A significant step was taken at the Inter-American Conference on the Problems of War and Peace in Mexico City in 1945. The Act of Chapultepec, adopted there by 20 republics, called for joint action in repelling aggression against an American state, including that by another American state. Acceptance by Argentina established machinery to enforce peace in the Western Hemisphere. This was formalized by the Inter-American Treaty of Reciprocal Assistance (the Rio Treaty ). In other fields, too, cooperation advanced, as in commercial and financial matters (e.g., the Inter-American Bank). As a consequence of the growing awareness of interdependence the Bogotá Conference of 1948 produced the Organization of American States (OAS) to promote hemispheric unity. In the late 1950s the United States took steps toward an international price agreement on agricultural products and minerals, a measure long advocated by Latin American republics plagued by one-product economies. The Inter-American Development Bank began operations early in 1960.
Since the 1960s one of the most persistent issues facing the inter-American system has been the Communist government in Cuba and the strong opposition to it in the United States. Fidel Castro's support for Communist guerrilla forces in other Latin American countries led, in 1962, to Cuba's expulsion from the OAS. The vote, however, was not unanimous; Argentina, Bolivia, Brazil, Chile, Ecuador, and Mexico abstained. Nonetheless, in the same year Latin American nations backed the United States in its blockade of Cuba following the construction of missile bases there. By the 1990s, however, almost all Latin American countries had resumed trade and diplomatic relations with Cuba. In 1989, in yet another clash with Panama, the United States invaded to remove its de facto leader, Manuel Noriega, and to establish an elected government, despite the OAS's calls for U.S. withdrawal.
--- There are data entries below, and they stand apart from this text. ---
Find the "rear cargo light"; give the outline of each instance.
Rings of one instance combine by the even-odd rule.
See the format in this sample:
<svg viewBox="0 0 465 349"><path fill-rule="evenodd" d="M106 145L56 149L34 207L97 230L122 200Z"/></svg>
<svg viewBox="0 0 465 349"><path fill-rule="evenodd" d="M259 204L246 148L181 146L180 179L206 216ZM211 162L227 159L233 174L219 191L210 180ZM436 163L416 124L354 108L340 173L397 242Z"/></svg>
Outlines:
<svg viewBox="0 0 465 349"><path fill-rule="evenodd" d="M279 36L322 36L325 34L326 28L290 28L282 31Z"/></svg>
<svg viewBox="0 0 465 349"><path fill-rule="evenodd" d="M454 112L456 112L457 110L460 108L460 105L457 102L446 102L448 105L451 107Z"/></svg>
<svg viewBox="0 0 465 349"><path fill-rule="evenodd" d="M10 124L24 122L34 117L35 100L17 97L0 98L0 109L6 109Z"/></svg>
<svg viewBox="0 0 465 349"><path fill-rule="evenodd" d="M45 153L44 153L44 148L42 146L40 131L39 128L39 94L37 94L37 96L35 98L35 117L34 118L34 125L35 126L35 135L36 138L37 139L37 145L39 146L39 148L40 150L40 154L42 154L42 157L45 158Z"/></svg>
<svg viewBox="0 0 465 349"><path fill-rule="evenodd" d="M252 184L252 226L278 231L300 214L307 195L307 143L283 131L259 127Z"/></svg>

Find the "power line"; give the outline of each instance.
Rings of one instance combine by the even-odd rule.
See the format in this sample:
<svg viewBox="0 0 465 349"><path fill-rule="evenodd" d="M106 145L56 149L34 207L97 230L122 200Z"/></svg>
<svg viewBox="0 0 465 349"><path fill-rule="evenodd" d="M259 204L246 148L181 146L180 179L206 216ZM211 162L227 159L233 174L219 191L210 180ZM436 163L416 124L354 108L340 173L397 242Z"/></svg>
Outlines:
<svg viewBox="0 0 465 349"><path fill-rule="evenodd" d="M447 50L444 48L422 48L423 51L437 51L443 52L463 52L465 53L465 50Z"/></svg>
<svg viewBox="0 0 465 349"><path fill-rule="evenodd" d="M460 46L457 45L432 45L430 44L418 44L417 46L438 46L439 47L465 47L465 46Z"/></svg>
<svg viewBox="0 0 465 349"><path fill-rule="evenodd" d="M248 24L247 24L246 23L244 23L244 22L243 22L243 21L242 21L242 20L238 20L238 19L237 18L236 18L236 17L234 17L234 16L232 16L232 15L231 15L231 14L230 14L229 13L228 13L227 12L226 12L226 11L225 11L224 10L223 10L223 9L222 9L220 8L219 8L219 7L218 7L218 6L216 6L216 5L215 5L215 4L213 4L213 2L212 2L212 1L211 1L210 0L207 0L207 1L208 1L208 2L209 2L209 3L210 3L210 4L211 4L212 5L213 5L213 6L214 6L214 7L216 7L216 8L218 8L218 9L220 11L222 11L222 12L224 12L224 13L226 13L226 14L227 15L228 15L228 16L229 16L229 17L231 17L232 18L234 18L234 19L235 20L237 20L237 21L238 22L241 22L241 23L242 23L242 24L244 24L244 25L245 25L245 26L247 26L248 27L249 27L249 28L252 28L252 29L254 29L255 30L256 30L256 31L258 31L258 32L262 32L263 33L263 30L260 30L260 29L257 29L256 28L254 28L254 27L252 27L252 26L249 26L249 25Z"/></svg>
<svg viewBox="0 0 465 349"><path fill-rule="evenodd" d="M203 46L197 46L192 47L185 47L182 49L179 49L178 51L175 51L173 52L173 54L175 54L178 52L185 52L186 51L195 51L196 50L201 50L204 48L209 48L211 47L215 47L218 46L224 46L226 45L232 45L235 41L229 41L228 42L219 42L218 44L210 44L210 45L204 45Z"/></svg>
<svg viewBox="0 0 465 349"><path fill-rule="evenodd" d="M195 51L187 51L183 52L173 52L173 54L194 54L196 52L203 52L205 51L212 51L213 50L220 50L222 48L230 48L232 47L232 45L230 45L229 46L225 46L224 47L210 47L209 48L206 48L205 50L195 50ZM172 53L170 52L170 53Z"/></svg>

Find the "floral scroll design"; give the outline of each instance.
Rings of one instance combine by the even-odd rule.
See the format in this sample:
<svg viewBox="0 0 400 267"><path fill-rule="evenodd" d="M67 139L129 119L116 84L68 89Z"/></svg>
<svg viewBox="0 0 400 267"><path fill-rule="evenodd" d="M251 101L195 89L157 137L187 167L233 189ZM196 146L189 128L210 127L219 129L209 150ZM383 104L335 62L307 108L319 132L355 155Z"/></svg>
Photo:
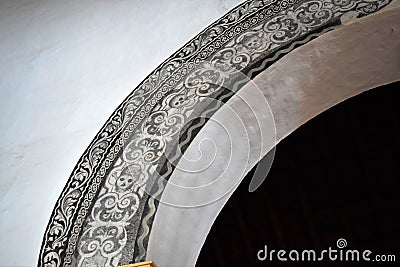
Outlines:
<svg viewBox="0 0 400 267"><path fill-rule="evenodd" d="M127 263L120 261L133 255L128 233L139 233L145 189L199 103L268 51L389 2L248 1L195 37L133 91L85 151L53 211L39 265ZM206 58L211 64L199 67Z"/></svg>

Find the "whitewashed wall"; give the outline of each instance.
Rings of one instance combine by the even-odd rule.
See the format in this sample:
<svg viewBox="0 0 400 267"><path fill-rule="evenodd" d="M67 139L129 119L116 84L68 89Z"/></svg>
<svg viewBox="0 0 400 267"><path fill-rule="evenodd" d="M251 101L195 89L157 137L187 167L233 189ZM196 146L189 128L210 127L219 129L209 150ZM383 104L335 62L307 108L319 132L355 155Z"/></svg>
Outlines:
<svg viewBox="0 0 400 267"><path fill-rule="evenodd" d="M54 203L108 116L239 2L0 1L0 266L36 265Z"/></svg>

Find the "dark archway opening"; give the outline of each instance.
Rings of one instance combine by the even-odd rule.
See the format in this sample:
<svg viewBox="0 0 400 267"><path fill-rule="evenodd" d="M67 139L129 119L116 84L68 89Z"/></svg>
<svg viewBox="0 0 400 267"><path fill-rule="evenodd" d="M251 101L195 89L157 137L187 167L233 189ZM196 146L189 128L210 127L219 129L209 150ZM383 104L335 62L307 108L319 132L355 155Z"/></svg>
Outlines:
<svg viewBox="0 0 400 267"><path fill-rule="evenodd" d="M256 256L264 245L336 248L339 238L349 249L395 254L398 263L399 89L397 82L356 96L283 140L264 184L249 193L248 175L230 198L197 266L365 266L329 260L261 262Z"/></svg>

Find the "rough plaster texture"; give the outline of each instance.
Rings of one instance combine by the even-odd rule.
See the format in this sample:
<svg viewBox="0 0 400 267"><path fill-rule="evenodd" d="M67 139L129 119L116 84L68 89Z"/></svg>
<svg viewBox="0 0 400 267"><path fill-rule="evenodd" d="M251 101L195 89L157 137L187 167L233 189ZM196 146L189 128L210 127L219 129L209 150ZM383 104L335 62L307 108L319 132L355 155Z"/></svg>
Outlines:
<svg viewBox="0 0 400 267"><path fill-rule="evenodd" d="M331 106L368 89L400 79L399 17L400 7L392 6L391 9L350 23L294 50L254 79L270 104L278 142ZM257 114L265 109L260 108L263 102L257 101L260 96L254 89L253 84L247 85L241 89L239 96L248 99L247 103L254 105L253 111ZM213 118L219 124L206 124L189 146L186 157L197 157L203 139L213 139L218 144L218 150L230 149L231 140L220 129L221 125L226 129L242 129L241 122L246 121L248 106L240 101L239 96L230 99L226 106L217 111ZM242 116L241 120L233 118L231 107L236 110L236 115ZM371 108L379 108L379 103ZM262 114L258 114L258 117L262 118ZM264 154L274 141L268 140L273 137L268 128L271 126L268 118L264 116L258 121L266 137ZM250 140L258 138L259 133L251 126L257 124L245 124L244 130L238 130L234 136L234 144L239 148L246 147L243 141L248 140L249 136ZM248 171L257 163L256 157L251 156L244 161L248 158L247 150L241 151L243 153L236 154L229 166L216 157L214 169L212 166L210 168L221 173L222 165L226 170L217 181L218 190L211 188L207 192L199 191L201 196L196 195L196 190L192 189L192 194L188 194L175 185L182 185L182 181L185 181L185 186L198 186L199 180L205 177L211 179L215 175L205 176L205 172L191 175L180 171L173 173L161 198L166 203L177 199L179 203L191 203L193 198L201 197L217 199L223 187L228 194L210 205L197 208L182 209L161 203L150 234L148 259L155 260L160 266L194 266L213 221L232 193L231 187L244 177L242 169L245 167ZM165 228L165 225L176 227ZM173 249L170 244L174 244Z"/></svg>
<svg viewBox="0 0 400 267"><path fill-rule="evenodd" d="M54 203L100 126L239 2L0 2L0 266L36 265Z"/></svg>

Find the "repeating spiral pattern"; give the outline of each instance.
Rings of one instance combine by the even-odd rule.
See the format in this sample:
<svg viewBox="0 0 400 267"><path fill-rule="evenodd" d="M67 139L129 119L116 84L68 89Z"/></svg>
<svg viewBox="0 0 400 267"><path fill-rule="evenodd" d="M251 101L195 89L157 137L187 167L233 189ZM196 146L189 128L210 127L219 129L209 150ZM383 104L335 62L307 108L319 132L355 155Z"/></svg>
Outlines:
<svg viewBox="0 0 400 267"><path fill-rule="evenodd" d="M190 144L207 120L188 122L220 107L209 103L204 110L202 103L226 101L249 81L242 72L339 26L347 12L361 17L390 2L247 1L202 31L133 90L96 135L56 203L38 265L117 266L143 259L157 209L149 194L160 198L160 180L168 181L183 154L174 149ZM190 134L177 139L182 130Z"/></svg>

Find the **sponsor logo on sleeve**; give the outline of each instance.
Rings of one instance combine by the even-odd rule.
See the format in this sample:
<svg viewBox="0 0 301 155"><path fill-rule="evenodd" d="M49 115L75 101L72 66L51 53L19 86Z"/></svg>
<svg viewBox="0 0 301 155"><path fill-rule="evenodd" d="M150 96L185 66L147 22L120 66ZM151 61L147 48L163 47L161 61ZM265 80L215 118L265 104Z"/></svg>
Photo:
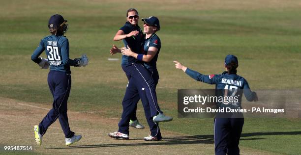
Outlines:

With the introduction of the Alliance for Progress in 1961, the United States undertook a long-term plan of economic assistance. In partial recognition of the weakness of this program, the Declaration of the Presidents of America was signed (1967) in Punta del Este, Uruguay, expressing commitment to Latin American economic integration, i.e., the creation of a common market (see Central American Common Market ; Latin American Integration Association ). Although economic cooperation has not proceeded as quickly as originally planned, there has been progress toward the lowering of trade barriers in both North and South America, especially with the creation of the Southern Cone Common Market (Mercosur) in 1991 and the North American Free Trade Agreement (NAFTA) in 1992. These developments kept alive hopes for ultimate inter-American economic integration, and in Apr., 2001, 34 Western Hemisphere nations committed themselves to the creation of a Free Trade Area of the Americas.